Chicken & Tortilla Enchilada Bake
- Yield: 4 servings
-
- Nutritional Analysis
- Per Serving
- Serving Size
- 1 of 4 servings
- Calories
- 513
- Total Fat
- 25
- Saturated Fat
- 12
- Carbohydrates
- 35
- Dietary Fiber
- 5
- Sugar
- 9
- Protein
- 36
- Cholesterol
- 110
- Sodium
- 1482
- Total: 45 min
- Prep: 15 min
- Cook: 30 min
Ingredients
2 cups prepared enchilada sauce
9 corn tortillas (6-inch)
2 cups shredded or chopped cooked chicken
2 cups shredded Mexican cheese blend (about 8 ounces)
Directions
- Heat the oven to 350 degrees F. Spread 1/4 cup enchilada sauce in the bottom of a 9-inch pie plate.

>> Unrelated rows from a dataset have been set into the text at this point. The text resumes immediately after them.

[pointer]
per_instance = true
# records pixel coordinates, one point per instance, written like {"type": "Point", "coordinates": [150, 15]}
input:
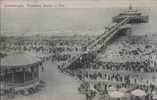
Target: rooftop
{"type": "Point", "coordinates": [18, 59]}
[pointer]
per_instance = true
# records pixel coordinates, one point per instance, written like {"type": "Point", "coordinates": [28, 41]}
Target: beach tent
{"type": "Point", "coordinates": [116, 95]}
{"type": "Point", "coordinates": [138, 93]}
{"type": "Point", "coordinates": [155, 97]}
{"type": "Point", "coordinates": [123, 89]}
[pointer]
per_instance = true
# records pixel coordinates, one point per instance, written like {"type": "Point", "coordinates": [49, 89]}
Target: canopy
{"type": "Point", "coordinates": [18, 59]}
{"type": "Point", "coordinates": [116, 94]}
{"type": "Point", "coordinates": [138, 92]}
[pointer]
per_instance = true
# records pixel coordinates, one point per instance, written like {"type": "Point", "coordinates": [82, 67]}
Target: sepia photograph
{"type": "Point", "coordinates": [78, 50]}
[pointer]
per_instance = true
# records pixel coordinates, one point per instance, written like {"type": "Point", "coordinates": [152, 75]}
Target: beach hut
{"type": "Point", "coordinates": [117, 95]}
{"type": "Point", "coordinates": [138, 94]}
{"type": "Point", "coordinates": [154, 97]}
{"type": "Point", "coordinates": [20, 71]}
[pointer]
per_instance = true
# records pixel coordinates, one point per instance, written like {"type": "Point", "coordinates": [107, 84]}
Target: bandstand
{"type": "Point", "coordinates": [19, 72]}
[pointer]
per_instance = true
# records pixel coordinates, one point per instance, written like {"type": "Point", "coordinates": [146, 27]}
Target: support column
{"type": "Point", "coordinates": [24, 75]}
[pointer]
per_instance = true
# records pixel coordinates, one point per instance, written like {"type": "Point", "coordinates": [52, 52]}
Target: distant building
{"type": "Point", "coordinates": [19, 71]}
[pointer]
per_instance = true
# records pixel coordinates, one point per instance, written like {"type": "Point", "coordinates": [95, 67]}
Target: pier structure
{"type": "Point", "coordinates": [122, 23]}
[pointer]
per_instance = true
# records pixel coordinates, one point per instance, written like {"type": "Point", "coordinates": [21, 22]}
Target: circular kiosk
{"type": "Point", "coordinates": [19, 72]}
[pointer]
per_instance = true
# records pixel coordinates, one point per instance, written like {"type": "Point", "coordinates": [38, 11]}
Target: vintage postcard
{"type": "Point", "coordinates": [78, 49]}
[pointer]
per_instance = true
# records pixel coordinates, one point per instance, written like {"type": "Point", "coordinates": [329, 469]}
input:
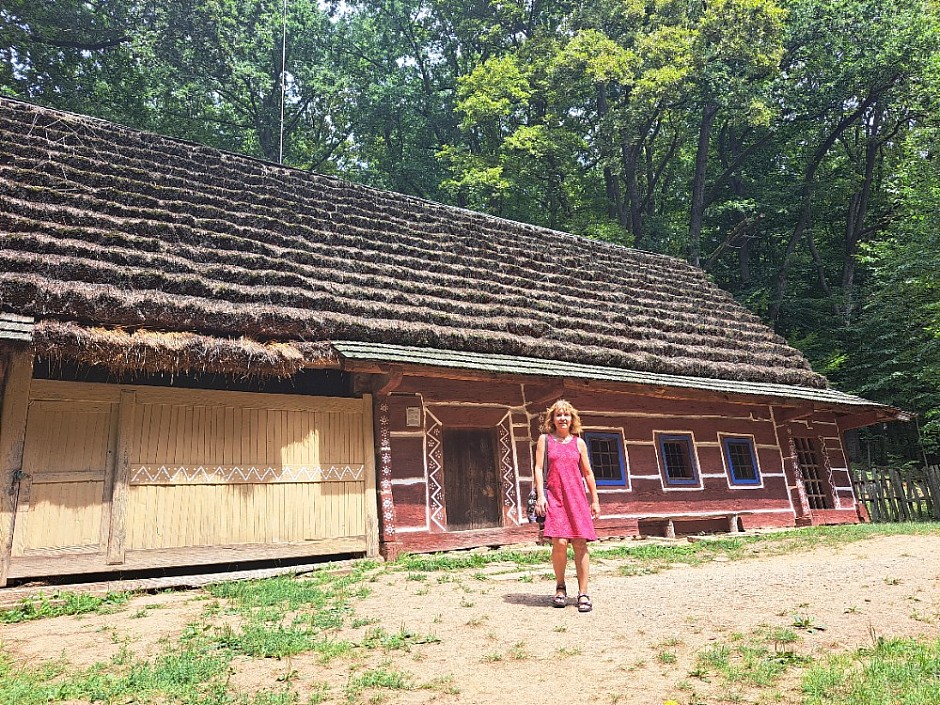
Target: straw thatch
{"type": "Point", "coordinates": [176, 353]}
{"type": "Point", "coordinates": [112, 228]}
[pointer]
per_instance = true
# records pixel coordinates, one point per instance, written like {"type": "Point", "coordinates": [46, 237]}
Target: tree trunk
{"type": "Point", "coordinates": [855, 222]}
{"type": "Point", "coordinates": [697, 212]}
{"type": "Point", "coordinates": [615, 206]}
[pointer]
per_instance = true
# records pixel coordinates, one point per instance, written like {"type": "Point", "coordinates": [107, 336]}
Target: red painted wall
{"type": "Point", "coordinates": [417, 471]}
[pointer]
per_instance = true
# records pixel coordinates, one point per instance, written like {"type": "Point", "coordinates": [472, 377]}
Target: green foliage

- Pour the remaining enchilada sauce into a shallow dish. Dip 3 tortillas into the enchilada sauce and turn to coat. Line the pie plate with the coated tortillas, overlapping as needed. Top with half the chicken and 1/2 cup cheese. Repeat the layers. Coat the remaining tortillas with the enchilada sauce and place on top. Spread with the remaining enchilada sauce.
- Bake for 25 minutes or until the filling is hot and bubbling. Top with the remaining cheese and bake until the cheese is melted.